Mr. Uda walked up to the stage, and picked up the magic wand. Slowly, he turned the device round over our heads. Several people ducked. He stopped, turned back a little, called out the heading on the compass. As Parker made a note on the blackboard, Mr. Uda frowned. He reached for the machine and made some adjustments. He turned the wand round again.

“Dank-san? I am picking up a signal from the South.”

South? We didn’t put anything in the South.” Dankworth walked up to the Device. “Bloody hell! This thing is blowing our poxy little test transmitter all the way to next Wednesday!”

“Has the Kirov Hermes device been re-activated?” Uda turned to Sparker. “The azimuth is one hundred and eighty two, Sir.”

Stewart coughed. “Um. Boys? Even if Kirov is hundreds of miles away from the nearest body of water, I can still tell you, it’s not to our South.”

Dankworth sneered. “No, it only uses the frequency of the Kirov apparatus. We were using that because someone torched the Kirov device.”

One of Brassica’s flower girls piped up. “This device can change the frequency of the world?!

“Uh. No.” Dankworth frowned. “What do you mean, the frequency of the world?”

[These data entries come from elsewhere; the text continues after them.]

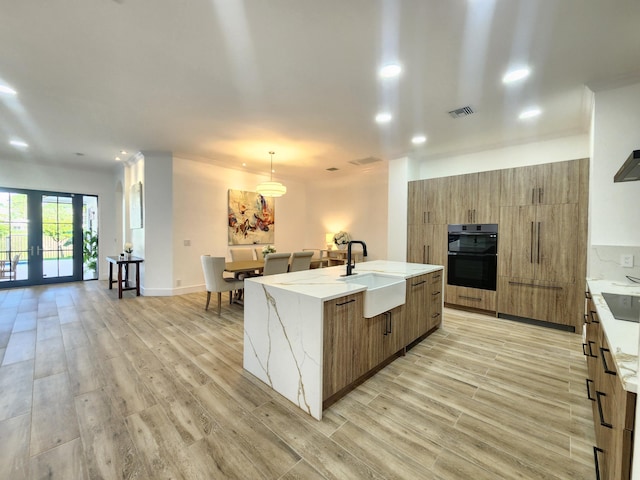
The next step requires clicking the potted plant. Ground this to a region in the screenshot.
[333,230,351,250]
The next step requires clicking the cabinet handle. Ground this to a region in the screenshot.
[536,222,540,263]
[600,347,617,375]
[593,446,604,480]
[509,281,562,290]
[336,298,356,307]
[458,295,482,302]
[596,390,613,428]
[587,378,596,402]
[529,222,533,263]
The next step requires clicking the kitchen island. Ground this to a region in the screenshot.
[243,260,443,420]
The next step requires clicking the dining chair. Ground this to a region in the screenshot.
[0,253,20,280]
[262,253,291,275]
[289,251,313,272]
[200,255,244,315]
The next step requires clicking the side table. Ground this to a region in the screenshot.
[107,256,144,298]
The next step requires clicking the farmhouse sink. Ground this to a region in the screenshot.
[340,273,407,318]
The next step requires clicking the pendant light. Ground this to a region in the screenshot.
[256,152,287,197]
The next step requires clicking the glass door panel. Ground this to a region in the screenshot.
[0,187,98,288]
[41,195,74,279]
[0,191,29,283]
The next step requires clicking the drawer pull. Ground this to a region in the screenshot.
[587,378,596,402]
[600,347,617,375]
[336,298,356,307]
[458,295,482,302]
[596,390,613,428]
[509,281,562,290]
[593,446,604,480]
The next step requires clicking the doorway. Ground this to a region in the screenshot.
[0,188,98,288]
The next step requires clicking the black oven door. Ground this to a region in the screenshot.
[447,252,498,291]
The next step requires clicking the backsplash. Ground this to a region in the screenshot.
[587,245,640,282]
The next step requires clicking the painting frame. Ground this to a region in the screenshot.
[129,182,143,229]
[227,189,275,245]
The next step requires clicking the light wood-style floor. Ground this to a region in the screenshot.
[0,281,595,480]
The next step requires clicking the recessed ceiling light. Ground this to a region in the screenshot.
[380,63,402,78]
[9,140,29,148]
[376,112,391,123]
[0,84,18,95]
[502,67,531,83]
[518,107,542,120]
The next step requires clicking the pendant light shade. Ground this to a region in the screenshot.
[256,152,287,197]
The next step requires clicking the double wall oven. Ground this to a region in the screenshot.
[447,223,498,291]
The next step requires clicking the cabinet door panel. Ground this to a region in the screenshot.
[471,170,502,223]
[536,160,580,205]
[498,206,537,278]
[536,204,579,283]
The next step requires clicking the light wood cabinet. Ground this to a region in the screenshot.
[407,178,448,225]
[500,160,580,206]
[583,292,636,480]
[444,285,496,312]
[322,293,368,399]
[407,225,447,266]
[498,204,579,283]
[443,170,501,224]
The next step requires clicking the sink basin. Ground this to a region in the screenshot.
[340,273,407,318]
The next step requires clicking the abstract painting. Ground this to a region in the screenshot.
[228,190,275,245]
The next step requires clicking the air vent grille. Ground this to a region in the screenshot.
[449,105,473,118]
[349,157,382,165]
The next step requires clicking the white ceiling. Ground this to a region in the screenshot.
[0,0,640,179]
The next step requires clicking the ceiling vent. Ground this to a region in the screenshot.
[349,157,382,165]
[449,105,473,118]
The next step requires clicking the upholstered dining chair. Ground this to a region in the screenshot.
[0,253,20,280]
[262,253,291,275]
[289,251,313,272]
[200,255,244,315]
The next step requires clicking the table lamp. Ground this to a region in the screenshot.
[324,233,333,250]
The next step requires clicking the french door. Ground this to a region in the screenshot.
[0,188,98,288]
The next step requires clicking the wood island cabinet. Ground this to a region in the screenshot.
[322,270,443,408]
[582,292,636,480]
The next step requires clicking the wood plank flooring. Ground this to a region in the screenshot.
[0,281,595,480]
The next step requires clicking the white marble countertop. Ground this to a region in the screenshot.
[587,279,640,393]
[245,260,443,301]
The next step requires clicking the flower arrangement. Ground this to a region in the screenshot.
[333,230,351,246]
[262,245,276,255]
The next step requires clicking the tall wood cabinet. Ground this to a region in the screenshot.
[407,159,589,330]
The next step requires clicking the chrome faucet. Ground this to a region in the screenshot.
[346,240,367,277]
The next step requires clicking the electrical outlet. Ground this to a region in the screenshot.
[620,254,633,268]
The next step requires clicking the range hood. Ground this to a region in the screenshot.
[613,150,640,183]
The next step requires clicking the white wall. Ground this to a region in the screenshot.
[415,133,589,180]
[172,157,308,293]
[0,159,122,279]
[589,83,640,246]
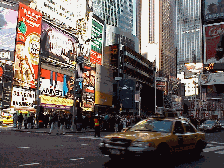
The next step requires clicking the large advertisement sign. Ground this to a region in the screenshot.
[204,0,224,21]
[40,22,76,64]
[184,63,203,79]
[0,2,18,51]
[204,22,224,64]
[83,65,96,111]
[95,65,113,106]
[14,3,42,88]
[33,0,80,28]
[90,14,104,65]
[40,69,75,98]
[11,87,35,110]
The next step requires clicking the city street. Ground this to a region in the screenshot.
[0,128,224,168]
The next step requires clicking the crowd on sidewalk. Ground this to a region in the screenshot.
[13,113,146,133]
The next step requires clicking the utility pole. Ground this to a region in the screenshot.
[154,56,156,113]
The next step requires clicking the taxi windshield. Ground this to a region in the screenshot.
[129,119,173,133]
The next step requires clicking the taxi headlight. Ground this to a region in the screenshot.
[131,141,153,147]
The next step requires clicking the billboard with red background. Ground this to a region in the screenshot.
[204,22,224,64]
[14,3,42,88]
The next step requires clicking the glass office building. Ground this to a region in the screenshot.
[176,0,202,74]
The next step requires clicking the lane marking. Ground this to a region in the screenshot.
[70,158,84,160]
[19,163,40,166]
[79,136,103,139]
[203,146,224,152]
[215,151,224,154]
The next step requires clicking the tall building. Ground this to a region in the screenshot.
[92,0,133,33]
[176,0,202,74]
[136,0,176,77]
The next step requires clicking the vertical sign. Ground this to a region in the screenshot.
[14,3,42,88]
[90,14,104,65]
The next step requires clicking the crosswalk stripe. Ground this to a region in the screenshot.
[203,146,224,152]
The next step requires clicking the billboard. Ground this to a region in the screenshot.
[40,68,74,98]
[95,65,113,106]
[11,87,35,110]
[40,21,76,64]
[204,22,224,64]
[0,2,18,52]
[184,63,203,79]
[14,3,42,88]
[90,14,104,65]
[32,0,86,28]
[83,65,96,109]
[204,0,224,21]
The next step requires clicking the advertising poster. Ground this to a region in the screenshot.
[204,0,224,21]
[14,3,42,88]
[11,87,35,110]
[184,63,203,79]
[40,22,76,64]
[0,2,18,52]
[83,66,96,111]
[90,14,104,65]
[95,65,113,106]
[204,22,224,64]
[40,69,74,98]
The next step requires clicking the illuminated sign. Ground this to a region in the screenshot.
[204,0,224,21]
[32,0,86,28]
[40,95,74,106]
[14,3,42,88]
[90,14,103,65]
[11,87,35,107]
[40,22,76,64]
[0,1,18,51]
[40,69,74,98]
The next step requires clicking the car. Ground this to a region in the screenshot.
[0,116,13,125]
[199,120,221,132]
[99,117,207,158]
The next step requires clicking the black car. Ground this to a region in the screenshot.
[199,120,221,132]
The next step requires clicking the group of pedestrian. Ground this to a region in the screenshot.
[13,113,34,129]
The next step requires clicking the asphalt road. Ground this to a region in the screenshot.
[0,129,224,168]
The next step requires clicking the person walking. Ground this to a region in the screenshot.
[13,113,18,128]
[94,115,100,137]
[18,113,23,129]
[49,113,58,134]
[24,114,28,129]
[60,114,66,135]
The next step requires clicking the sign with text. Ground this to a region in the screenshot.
[14,3,42,88]
[204,22,224,64]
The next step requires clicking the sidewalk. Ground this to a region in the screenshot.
[10,127,95,134]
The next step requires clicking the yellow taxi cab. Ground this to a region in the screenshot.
[0,116,13,125]
[99,117,207,158]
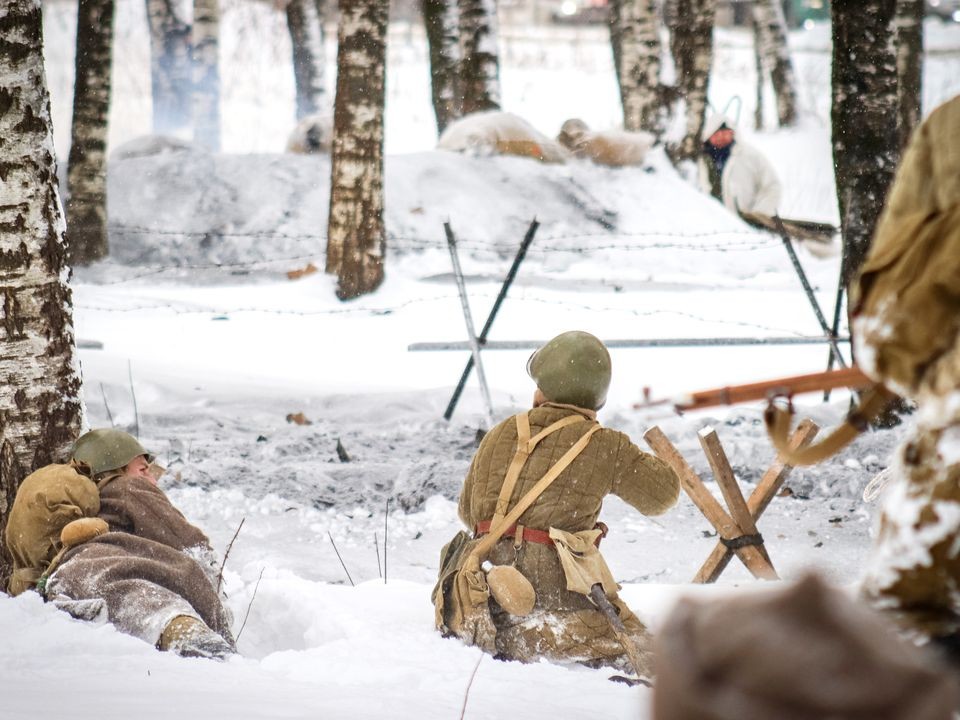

“The higher dimensional vibrations of the Merkabah, resonating with the Third Chakra.”

“Uh… No. Sorry. Another type of frequency.”

Uda turned the magic wand back to where it was before. “Parker-Sensei? The other signal has stopped. Azimuth now two-hundred and eighty degrees.”

“Echh!” Reid sneered. “I wish we had someone up in my tower. I’d have had them.”

“One of these days, Reid,” said Dankworth. “You have to tell me how you find those stations so fast.”

Reid raised her hands. “I turn the antenna till the Eye is smallest?”

“Yeah, so do we, but if I crank any faster, the mechanism will break.”

“I don’t have a mechanism. I’m up in the tower with the antennas. Four fixed ones to know it’s there, one rotary one for precision.”

Sallow grinned. “You’re up in the tower? Do you let your hair down to get out?”

Reid looked at Sallow strangely. “Wot?”

“Like Rapunzel. You’re a princess in your tower.”

“Ah bejayzes…” Reid buried her face in her hands. “Murphy? Hit him.”

Murphy chuckled. “Only for half of your Kingdom and your hand in marriage.”

“I bloody hate all of you.”

Sparker coughed loudly. “Two hundred and eighty, thank you Mr. Uda.” He walked over to the map and drew a line. It intersected with the other line exactly at the old disused chapel. Fernsby confirmed that was indeed the place where it was. And then, it was time for tea.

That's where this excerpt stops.